Mobile-Only Tennessee Sports Betting Bill Approved, Will Lapse into Law Unsigned, Says Governor
Posted on: April 30, 2019, 03:49h.
Last updated on: April 30, 2019, 03:49h.
Tennessee Republican Governor Bill Lee is expected to allow a sports betting bill to lapse into law after it was passed 19-12 by the Senate on Tuesday morning, just six days after being ratified by the House.
The bill is notable because it is the first piece of legislation passed by a state legislature since the fall of PASPA that will authorize and regulate online wagering only.
But it’s a pale imitation of the bill that was introduced by Rep.
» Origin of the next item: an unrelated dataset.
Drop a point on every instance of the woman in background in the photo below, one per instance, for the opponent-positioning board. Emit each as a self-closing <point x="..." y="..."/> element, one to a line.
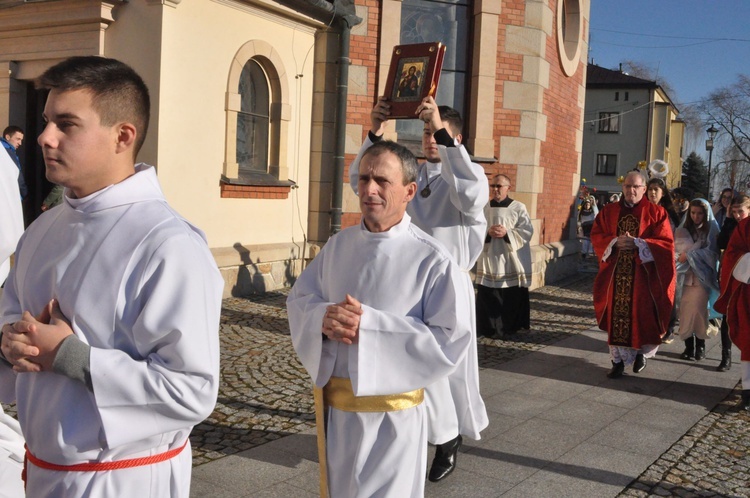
<point x="697" y="284"/>
<point x="740" y="210"/>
Rick Staples (D-Knoxville) last November, which was the first to be pre-filed in Nashville ahead of the 2019 session.
Six months is a long time in politics and since then Staples has resigned as assistant minority leader of the House after being accused of sexual harassment.
Meanwhile, the sponsor of the companion bill in the Senate, Sen. Steve Dickerson (R-Davidson) is on the wrong end of a looming federal lawsuit that will accuse his pain-management company of committing widespread fraud by performing unnecessary drug tests, dishonest billing, and forging documents.
Land-Based Struck Down
Staples’ original bill would have allowed operators to set up land-based sports betting kiosks, as well as online sports betting in this casino-less state, but the land-based element has been whittled away in various House committees, which have also made it far less industry friendly.
The originally proposed tax rate of 10 percent has been doubled, while a proposed license fee of $75,000 has been multiplied by ten.
Meanwhile, provisions have been added that will afford the leagues unprecedented power over the industry, mandating the exclusive use of official league data, which, lacking competition, may be sold at a price of the leagues’ choosing.
The leagues will also be permitted to “submit to the board in writing a request to prohibit a type or form of wagering, or to prohibit a category of persons from wagering.”
Tennessee becomes the fourth state to send a bill to the governor’s desk this year after Iowa, Indiana, and Montana, although none have yet been enacted.
Having previously stated he does not want sports betting in Tennessee and that gambling was “not consistent with the values of this state,” Governor Lee said via his press secretary that he plans to let the bill become law without his signature because he “recognizes many in the legislature found this to be an issue they want to explore further.”
According to Tennessee law, a governor must either sign or veto a bill within 10 days of transmittal, excluding Sundays, or it will become law.
A bill sent to the desk of Indiana Governor Eric Holcomb would become law on Wednesday, unless it is vetoed. Montana’s may become law today.